Our access control platform uses QR codes containing a secure token number to allow visitors to gain entry to your premises. This provides a seamless guest experience where they no longer need to wait to be onboarded into the access control system (ACS) and issued a physical access card when they arrive.
The primary objection to QR codes we hear is based on them being easily shared, as they can then allow access to uninvited guests. It's true that a QR code can be emailed, whereas physical access cards can only be handed to someone else, but please see the notes below which cover concerns raised in this area.
💡 As a golden rule: try not invite people who may compromise the security of your premises... When that may not be possible to determine in advance, please review the information below to alleviate any worries you may have:
- QR codes add a lot of value to the guest experience, minimising the manual process of assigning and handing out physical access cards or tokens
- This also means you save on the admin involved in manually managing this process and the potential security risk of human error or cards not being returned
- QR codes can be printed and shared, but there is traceability of this in the ACS
- Physical cards can also be handed to the wrong person, passed back to allow a second person through, or simply used to allow multiple access attempts
- Proxyclick QR codes are also time limited; only active during the meeting time and tied in with specific actions such as checking-in and checking-out.

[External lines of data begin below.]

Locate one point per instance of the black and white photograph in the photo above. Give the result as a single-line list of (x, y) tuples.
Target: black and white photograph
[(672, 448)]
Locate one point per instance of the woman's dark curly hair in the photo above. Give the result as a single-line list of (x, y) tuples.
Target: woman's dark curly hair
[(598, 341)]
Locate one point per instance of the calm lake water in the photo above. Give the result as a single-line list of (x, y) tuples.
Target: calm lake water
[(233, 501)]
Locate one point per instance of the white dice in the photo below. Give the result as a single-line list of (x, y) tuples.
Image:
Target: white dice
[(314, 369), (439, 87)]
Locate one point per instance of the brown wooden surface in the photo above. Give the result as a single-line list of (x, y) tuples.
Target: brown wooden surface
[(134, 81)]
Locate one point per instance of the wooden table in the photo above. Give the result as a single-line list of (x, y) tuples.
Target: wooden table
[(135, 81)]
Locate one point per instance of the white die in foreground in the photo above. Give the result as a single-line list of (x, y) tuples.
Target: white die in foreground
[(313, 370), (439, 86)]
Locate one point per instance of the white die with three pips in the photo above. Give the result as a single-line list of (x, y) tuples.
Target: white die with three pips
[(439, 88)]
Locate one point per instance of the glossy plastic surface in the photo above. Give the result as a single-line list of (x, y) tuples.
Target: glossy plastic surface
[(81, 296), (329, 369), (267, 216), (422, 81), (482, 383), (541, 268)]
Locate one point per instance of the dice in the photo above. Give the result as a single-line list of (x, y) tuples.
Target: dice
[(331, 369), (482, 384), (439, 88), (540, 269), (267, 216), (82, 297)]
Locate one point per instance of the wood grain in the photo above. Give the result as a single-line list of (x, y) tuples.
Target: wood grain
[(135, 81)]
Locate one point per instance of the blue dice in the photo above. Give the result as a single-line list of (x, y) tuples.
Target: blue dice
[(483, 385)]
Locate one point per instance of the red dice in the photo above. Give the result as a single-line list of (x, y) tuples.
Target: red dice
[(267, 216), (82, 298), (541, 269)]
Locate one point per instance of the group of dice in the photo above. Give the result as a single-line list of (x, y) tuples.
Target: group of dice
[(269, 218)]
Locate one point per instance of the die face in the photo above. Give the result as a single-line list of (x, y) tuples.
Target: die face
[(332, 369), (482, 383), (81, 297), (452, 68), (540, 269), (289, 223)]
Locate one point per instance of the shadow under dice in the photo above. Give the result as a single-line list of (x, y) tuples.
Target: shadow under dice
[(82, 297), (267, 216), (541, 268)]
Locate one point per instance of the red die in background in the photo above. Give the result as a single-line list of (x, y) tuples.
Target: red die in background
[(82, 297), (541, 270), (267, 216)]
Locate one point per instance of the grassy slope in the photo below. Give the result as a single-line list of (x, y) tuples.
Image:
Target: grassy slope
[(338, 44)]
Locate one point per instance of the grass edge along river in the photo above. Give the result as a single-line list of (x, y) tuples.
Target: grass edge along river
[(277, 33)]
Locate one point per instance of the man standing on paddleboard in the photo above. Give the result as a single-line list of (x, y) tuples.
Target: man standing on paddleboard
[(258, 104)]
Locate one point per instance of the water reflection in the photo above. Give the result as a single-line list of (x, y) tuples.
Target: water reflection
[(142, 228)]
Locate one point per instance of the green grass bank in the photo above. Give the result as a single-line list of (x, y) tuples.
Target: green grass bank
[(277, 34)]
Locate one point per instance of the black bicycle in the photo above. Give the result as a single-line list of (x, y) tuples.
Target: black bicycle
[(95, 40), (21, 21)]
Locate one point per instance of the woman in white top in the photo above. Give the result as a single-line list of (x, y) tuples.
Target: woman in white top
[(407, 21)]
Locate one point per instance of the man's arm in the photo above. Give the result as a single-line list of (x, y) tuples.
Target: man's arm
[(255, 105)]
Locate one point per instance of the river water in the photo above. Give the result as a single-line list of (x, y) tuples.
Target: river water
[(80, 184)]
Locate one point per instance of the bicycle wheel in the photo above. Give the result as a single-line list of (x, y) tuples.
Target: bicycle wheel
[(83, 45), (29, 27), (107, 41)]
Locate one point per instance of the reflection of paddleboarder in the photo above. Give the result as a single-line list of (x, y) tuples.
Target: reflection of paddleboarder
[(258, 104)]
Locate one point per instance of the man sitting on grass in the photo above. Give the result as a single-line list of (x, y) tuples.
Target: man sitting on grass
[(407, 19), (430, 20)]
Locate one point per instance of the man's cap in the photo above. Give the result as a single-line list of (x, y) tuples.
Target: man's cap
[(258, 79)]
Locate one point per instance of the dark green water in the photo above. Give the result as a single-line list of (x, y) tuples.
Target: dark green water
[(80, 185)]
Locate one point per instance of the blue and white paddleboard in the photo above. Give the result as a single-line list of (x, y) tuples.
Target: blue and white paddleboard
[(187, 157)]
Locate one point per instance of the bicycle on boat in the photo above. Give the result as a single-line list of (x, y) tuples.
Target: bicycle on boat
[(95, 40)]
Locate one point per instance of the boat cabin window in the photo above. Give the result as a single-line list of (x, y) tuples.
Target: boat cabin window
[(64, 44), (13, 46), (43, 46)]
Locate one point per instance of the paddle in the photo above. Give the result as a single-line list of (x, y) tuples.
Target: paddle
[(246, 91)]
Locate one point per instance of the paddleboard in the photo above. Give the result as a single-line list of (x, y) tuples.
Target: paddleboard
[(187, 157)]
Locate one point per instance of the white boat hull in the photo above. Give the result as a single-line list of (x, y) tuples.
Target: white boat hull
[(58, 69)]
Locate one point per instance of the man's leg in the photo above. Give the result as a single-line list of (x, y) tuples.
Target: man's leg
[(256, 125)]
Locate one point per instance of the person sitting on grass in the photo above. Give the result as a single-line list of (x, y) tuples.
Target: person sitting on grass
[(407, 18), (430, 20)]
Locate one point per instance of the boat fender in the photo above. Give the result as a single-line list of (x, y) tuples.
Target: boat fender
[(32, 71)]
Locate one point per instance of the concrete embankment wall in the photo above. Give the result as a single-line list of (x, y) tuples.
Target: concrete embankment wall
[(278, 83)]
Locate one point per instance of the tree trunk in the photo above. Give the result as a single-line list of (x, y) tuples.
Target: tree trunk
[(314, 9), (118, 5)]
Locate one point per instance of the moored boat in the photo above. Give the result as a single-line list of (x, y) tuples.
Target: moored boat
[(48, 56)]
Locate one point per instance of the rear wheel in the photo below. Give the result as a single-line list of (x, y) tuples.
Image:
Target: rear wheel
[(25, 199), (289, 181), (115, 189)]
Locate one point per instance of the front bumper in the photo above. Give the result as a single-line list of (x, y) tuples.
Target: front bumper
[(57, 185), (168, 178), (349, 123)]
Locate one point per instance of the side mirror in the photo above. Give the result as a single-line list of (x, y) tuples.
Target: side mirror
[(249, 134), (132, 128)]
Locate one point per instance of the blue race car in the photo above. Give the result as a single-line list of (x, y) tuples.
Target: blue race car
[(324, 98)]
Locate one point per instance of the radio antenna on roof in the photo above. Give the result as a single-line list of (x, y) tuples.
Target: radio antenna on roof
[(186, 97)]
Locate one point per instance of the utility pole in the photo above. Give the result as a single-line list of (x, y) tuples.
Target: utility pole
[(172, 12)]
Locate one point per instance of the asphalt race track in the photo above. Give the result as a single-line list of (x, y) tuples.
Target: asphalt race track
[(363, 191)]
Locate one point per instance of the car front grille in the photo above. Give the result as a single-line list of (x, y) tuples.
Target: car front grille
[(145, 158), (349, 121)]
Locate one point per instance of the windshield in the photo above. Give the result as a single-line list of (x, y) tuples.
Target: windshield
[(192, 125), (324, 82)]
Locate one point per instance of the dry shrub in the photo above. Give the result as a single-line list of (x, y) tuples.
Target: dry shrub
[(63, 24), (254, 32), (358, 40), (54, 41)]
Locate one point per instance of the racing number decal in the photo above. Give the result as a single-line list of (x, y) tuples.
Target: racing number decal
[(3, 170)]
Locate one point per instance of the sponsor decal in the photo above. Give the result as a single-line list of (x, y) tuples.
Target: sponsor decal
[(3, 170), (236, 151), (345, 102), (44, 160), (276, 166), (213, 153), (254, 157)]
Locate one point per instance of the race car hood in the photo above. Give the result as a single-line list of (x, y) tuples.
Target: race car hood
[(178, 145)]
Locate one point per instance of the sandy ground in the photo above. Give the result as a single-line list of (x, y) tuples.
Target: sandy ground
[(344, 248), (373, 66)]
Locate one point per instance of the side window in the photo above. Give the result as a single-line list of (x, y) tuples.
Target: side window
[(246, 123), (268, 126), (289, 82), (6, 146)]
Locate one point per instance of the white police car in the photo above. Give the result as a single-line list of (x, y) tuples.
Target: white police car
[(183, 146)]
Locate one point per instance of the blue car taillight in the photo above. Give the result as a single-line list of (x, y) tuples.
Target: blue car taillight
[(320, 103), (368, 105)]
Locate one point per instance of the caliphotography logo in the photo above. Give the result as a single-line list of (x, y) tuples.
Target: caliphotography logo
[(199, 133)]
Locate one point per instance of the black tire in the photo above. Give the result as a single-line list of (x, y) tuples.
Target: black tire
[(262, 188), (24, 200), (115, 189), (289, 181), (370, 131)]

- Our QR codes may even be more secure than traditional cards and fobs, as access can be prevented after they have initially entered if required.
- Proxyclick QR codes may be:
- Emailed to visitors in advance
- Only emailed upon arrival after checking-in
- Not emailed at all: you can choose to print the QR onto a badge after the visitor checks-in
The final option above offers a scenario where you have a balance between the positive aspects of QR codes while no longer worrying about them being shared to people you never invited in. This brings QR codes closer to the use of physical cards without having an awkward manual process involved.
How we handle QR token numbers to ensure security
- We generate QR token numbers within a set range, typically a minimum range of 10 million, to ensure each is secure
- They are allocated randomly so there is no way to predict the tokens that will be generated
- Once a token number has been allocated and used, the same token number will not be reissued for a period of time to prevent reuse.